Memory calculation for the SkyVault data structures associated with one searcher

For a store containing 100M nodes, 100M transactions, 100M ACLs and 100M ACL transactions, 21.6 G of memory is needed. Assuming there are not many ACLs or ACL changes, for 100M nodes, you will need 12G -16G of memory depending on the number of transactions. This calculation is based on the following formula: 120N + 32(T + A + X) bytes.

Memory calculation for the Solr caches associated with one searcher

The Solr cache will use up to (2N + T + A + X)/8 bytes for an entry in any cache.

The formula to calculate the total memory needed for the caches for a single core is: (solr.filterCache.size + solr.queryResultCache.size + solr.authorityCache.size + solr.pathCache.size) * (2N + T + A + X)/8 bytes

So, for 100M documents and 100M transactions, 96G of memory is needed using the out of box configuration.

(512 + 1024 + 512 + 512)(300M)/8 = 96G

The default cache values needs to change to accommodate a large repository. So, for 100M documents, 100M transactions and reduced cache size, 12G of memory is needed.

(64 + 128 + 64 + 64)(300M)/8 = 12G

Overall Solr memory use

This example is based on the data above.

For WorkspaceStore: Assuming that there are 100M docs, 100M TXs, 1M ACLs and ACL TXs, cache size of 64 entries each for FilterCache, AuthorityCache and QCache, and 128 entries for PathCache, between 12 to 20G of memory is needed per searcher. Normally, there is one searcher live but around commit time there can be two searchers. So, approximately 34 to 50G of memory will be needed in total.

For Archivestore: Assuming that there are 100M transactions, 10M docs and all caches are tuned down, between 4.4G to 5.3G of memory is needed per searcher. Total memory needed for both the searchers will be between 9G to 11G.

So, the total memory requirement for both the cores is between 43G to 61G.

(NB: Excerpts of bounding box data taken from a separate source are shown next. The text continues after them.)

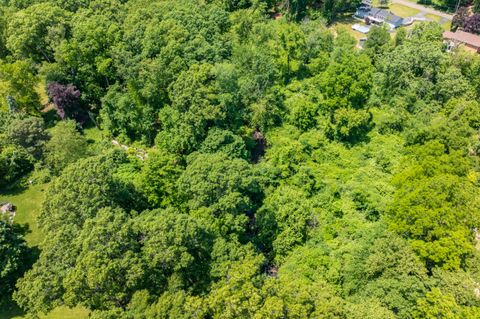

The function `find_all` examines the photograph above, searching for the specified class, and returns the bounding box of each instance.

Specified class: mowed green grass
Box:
[0,184,89,319]
[0,307,89,319]
[0,185,47,246]
[389,3,420,18]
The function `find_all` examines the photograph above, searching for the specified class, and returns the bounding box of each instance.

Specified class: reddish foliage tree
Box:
[47,82,88,124]
[452,7,470,28]
[463,13,480,33]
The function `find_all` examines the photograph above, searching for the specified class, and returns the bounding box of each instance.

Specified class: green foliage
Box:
[0,145,34,187]
[0,60,40,113]
[6,117,49,158]
[45,120,87,174]
[0,220,30,305]
[390,142,480,269]
[6,2,69,62]
[0,0,480,319]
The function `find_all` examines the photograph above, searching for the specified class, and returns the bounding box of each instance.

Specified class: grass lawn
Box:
[0,184,88,319]
[0,306,89,319]
[425,13,442,22]
[0,185,46,246]
[330,15,366,41]
[389,3,420,18]
[442,21,452,31]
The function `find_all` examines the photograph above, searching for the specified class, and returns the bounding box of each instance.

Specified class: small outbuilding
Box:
[352,23,370,34]
[443,30,480,53]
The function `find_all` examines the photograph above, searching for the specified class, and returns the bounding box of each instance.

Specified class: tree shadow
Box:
[0,180,28,196]
[0,299,26,319]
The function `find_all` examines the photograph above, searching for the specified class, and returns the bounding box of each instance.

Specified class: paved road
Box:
[392,0,453,20]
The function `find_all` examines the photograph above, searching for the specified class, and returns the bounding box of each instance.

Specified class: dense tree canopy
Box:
[0,0,480,319]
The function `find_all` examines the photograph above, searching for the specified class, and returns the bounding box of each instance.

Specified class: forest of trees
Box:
[0,0,480,319]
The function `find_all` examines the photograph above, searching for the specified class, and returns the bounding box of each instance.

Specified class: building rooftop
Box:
[443,30,480,48]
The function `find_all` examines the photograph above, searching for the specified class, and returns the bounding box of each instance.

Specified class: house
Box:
[352,23,370,34]
[0,203,15,222]
[355,4,403,29]
[443,30,480,53]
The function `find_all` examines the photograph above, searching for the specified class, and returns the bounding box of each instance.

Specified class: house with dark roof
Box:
[443,30,480,53]
[355,4,403,29]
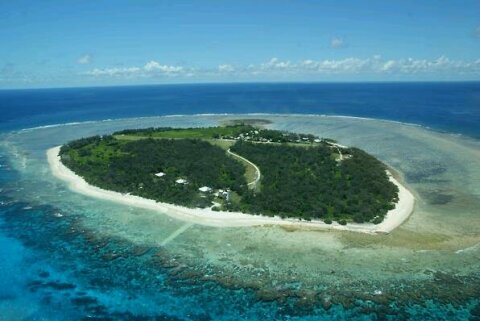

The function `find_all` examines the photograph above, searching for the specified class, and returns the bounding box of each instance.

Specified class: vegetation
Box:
[60,123,398,224]
[60,136,246,207]
[231,142,398,224]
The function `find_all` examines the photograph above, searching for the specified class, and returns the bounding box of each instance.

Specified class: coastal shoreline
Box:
[47,146,415,234]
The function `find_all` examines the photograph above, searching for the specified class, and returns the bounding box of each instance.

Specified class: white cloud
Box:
[83,55,480,79]
[83,60,186,78]
[218,64,235,72]
[330,37,345,48]
[85,67,141,76]
[143,60,183,74]
[77,54,92,65]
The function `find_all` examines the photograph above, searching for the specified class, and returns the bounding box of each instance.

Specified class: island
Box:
[48,122,414,233]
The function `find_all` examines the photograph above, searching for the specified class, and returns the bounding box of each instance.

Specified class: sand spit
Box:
[47,146,415,234]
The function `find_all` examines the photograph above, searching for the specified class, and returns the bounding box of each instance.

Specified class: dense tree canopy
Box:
[60,125,398,224]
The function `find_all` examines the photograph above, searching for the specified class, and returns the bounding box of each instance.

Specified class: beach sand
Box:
[47,146,415,234]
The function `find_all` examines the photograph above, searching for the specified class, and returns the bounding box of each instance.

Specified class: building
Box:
[198,186,212,193]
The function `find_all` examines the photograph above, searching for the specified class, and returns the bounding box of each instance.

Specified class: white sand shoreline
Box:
[47,146,415,234]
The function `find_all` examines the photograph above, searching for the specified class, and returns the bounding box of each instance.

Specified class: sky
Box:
[0,0,480,89]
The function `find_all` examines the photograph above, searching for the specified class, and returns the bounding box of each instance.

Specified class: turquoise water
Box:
[0,115,480,320]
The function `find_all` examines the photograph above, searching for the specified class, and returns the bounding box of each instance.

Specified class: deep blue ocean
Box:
[0,82,480,137]
[0,82,480,321]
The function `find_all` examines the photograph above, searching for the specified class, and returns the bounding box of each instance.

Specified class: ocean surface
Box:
[0,82,480,321]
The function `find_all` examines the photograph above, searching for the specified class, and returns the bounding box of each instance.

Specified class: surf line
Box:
[160,223,195,246]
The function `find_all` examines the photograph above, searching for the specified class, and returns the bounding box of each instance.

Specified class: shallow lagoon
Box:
[0,115,480,320]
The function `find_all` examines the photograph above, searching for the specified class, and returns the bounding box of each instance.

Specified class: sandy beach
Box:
[47,146,415,234]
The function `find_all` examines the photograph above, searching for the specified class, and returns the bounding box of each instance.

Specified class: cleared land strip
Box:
[227,148,262,189]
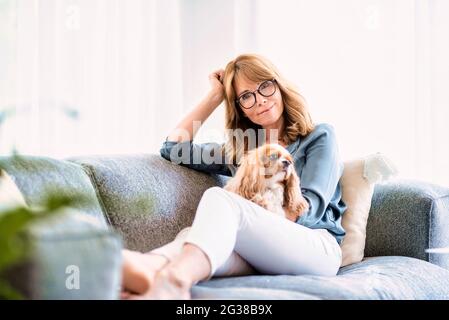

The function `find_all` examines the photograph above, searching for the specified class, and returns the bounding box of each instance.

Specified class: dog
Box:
[224,143,309,222]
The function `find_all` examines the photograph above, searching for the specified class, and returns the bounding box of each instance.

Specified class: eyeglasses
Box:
[235,79,276,109]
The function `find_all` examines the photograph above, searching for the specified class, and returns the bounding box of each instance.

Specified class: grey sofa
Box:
[0,155,449,299]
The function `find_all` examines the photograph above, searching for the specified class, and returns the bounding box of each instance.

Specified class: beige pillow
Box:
[0,169,26,211]
[340,153,397,267]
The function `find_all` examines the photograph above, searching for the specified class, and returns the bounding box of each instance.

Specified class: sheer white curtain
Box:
[0,0,449,186]
[248,0,449,186]
[0,0,183,157]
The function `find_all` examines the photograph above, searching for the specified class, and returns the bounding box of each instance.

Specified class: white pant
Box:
[152,187,341,278]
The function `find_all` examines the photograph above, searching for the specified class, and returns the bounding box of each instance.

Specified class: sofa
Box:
[0,154,449,300]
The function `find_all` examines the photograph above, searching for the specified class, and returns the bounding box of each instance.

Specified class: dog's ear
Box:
[284,170,309,221]
[225,153,263,200]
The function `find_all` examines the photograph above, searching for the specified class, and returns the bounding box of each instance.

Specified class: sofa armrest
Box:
[6,209,122,300]
[365,180,449,269]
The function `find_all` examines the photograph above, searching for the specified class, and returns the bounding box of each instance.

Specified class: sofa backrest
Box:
[70,154,226,252]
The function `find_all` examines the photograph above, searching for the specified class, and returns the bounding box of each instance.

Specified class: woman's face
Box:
[234,77,284,128]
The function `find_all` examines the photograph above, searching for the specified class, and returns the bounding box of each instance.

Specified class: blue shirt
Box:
[160,123,346,244]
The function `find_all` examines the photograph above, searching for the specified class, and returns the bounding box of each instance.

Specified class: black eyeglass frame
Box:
[235,79,277,110]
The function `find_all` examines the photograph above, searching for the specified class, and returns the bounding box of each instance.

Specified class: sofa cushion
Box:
[6,208,122,300]
[365,180,449,269]
[0,156,108,228]
[71,155,228,252]
[192,256,449,300]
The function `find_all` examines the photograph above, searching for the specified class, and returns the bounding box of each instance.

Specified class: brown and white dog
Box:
[224,144,309,221]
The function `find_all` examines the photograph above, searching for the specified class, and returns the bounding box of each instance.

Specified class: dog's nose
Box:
[282,160,291,168]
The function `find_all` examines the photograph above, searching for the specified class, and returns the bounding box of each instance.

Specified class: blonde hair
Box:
[222,54,314,164]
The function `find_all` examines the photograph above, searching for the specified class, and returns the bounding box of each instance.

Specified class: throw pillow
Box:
[340,153,397,267]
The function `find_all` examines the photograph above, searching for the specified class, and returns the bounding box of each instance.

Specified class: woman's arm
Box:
[167,70,224,142]
[160,70,232,176]
[299,124,343,227]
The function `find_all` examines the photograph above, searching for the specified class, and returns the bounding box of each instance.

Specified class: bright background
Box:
[0,0,449,186]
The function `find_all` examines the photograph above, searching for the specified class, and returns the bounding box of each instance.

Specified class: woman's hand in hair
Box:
[209,69,224,104]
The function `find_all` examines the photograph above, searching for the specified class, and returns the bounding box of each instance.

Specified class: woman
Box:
[123,54,346,299]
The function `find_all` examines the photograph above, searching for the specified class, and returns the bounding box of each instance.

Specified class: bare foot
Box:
[127,267,192,300]
[121,250,168,299]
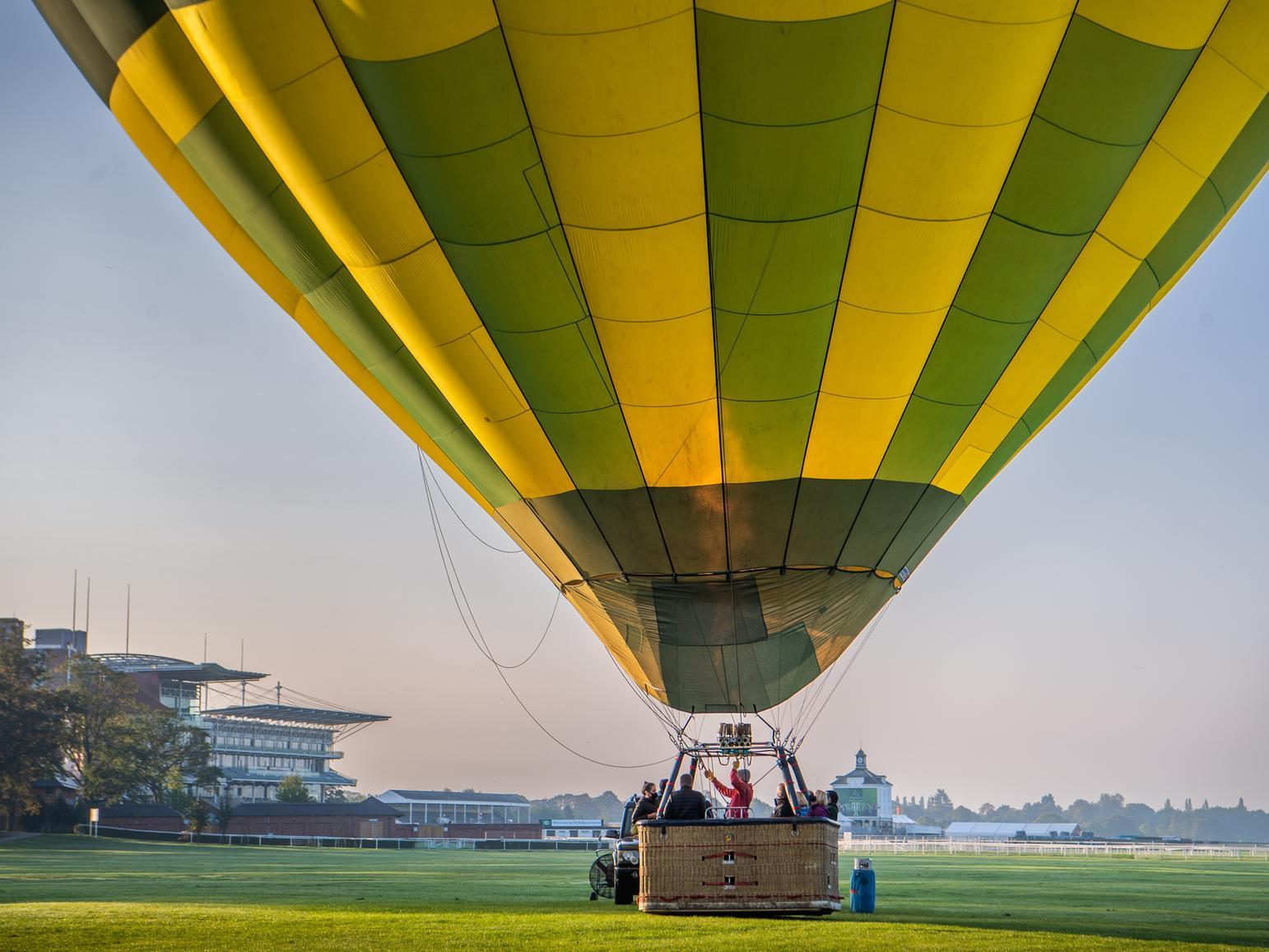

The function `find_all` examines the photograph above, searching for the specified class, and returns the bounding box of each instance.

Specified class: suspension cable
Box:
[419,449,670,770]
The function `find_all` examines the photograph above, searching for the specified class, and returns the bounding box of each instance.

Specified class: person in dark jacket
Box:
[705,759,754,820]
[772,783,794,817]
[630,781,661,824]
[665,773,709,820]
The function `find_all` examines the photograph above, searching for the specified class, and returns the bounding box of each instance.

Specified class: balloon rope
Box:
[419,449,670,770]
[797,597,895,746]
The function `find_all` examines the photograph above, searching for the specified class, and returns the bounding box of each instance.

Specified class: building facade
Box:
[379,790,532,826]
[830,749,895,835]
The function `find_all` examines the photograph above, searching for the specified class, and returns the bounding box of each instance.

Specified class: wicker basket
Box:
[639,817,841,914]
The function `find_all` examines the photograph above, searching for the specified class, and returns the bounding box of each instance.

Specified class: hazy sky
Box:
[0,2,1269,807]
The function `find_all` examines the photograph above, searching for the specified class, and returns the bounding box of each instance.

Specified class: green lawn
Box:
[0,837,1269,952]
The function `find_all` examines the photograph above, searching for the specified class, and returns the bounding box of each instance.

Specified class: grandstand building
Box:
[830,749,895,835]
[32,629,388,802]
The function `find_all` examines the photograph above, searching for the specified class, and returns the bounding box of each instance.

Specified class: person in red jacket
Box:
[705,760,754,820]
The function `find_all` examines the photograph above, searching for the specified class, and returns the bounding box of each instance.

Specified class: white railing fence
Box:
[841,837,1269,859]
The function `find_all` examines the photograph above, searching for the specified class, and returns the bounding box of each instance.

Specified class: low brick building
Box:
[441,823,542,839]
[98,804,185,833]
[223,797,410,839]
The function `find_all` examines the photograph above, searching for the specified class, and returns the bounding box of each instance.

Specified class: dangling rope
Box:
[416,447,523,555]
[793,598,895,751]
[419,449,670,770]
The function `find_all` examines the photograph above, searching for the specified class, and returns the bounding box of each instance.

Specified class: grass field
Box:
[0,837,1269,952]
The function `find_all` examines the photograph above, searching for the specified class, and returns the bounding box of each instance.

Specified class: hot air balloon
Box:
[37,0,1269,712]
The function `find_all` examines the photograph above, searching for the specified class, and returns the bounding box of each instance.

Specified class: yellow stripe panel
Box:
[316,0,497,63]
[110,16,221,142]
[1206,0,1269,91]
[841,208,988,313]
[1075,0,1228,49]
[697,0,890,23]
[1098,140,1203,260]
[110,61,576,585]
[174,0,572,498]
[802,309,946,480]
[862,108,1030,219]
[499,0,722,486]
[899,0,1074,23]
[564,583,667,702]
[997,166,1269,492]
[803,2,1071,479]
[934,37,1262,494]
[110,50,578,585]
[1154,50,1269,178]
[881,2,1071,127]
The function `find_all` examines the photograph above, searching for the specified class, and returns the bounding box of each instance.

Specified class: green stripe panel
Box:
[878,16,1198,482]
[345,29,677,574]
[841,16,1199,581]
[959,98,1269,510]
[35,0,119,103]
[178,99,519,508]
[697,5,892,568]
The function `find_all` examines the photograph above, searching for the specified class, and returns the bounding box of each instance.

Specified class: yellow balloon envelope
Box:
[37,0,1269,712]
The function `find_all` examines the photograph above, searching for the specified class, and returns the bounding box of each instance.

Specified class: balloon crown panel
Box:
[37,0,1269,711]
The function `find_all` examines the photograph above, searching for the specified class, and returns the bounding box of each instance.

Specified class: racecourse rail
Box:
[75,824,1269,859]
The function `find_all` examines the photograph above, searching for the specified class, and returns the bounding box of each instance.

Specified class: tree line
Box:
[899,788,1269,843]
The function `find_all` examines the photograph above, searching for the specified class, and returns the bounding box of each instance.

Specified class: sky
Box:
[0,4,1269,809]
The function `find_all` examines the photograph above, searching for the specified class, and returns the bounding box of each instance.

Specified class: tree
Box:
[0,625,65,830]
[212,784,234,833]
[66,655,148,805]
[136,709,223,809]
[189,798,212,837]
[326,787,365,804]
[278,773,314,804]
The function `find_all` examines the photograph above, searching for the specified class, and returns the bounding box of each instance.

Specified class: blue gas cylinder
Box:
[850,861,877,913]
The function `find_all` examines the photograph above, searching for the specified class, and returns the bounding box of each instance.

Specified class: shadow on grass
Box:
[0,837,1269,947]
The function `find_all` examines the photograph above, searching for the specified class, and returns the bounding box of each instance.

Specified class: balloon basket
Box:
[639,816,841,915]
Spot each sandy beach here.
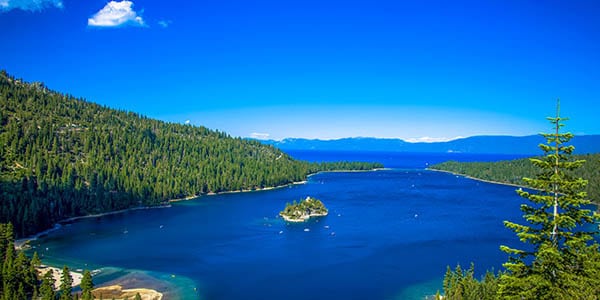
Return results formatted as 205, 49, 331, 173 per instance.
92, 285, 163, 300
37, 266, 83, 289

The following diagram shows the overall memory use for a Solr node as explained above:

Minimize the memory requirements for Solr nodes

  • Reduce the cache sizes and check the cache hit rate.
  • Disable ACL checks.
  • Disable archive indexing, if you are not using it.
  • Check the number of empty transactions. If there are many empty transactions, purge the transactions from SkyVault using the action=FIX action.
  • Find the exact number of nodes in the store (N), exact number of transactions in the repository (T), number of ACLs (A) and related ACL transactions in the repository (X).
  • Since everything scales to the number of documents in the index, add the Index control aspect to the documents you do not want in the index.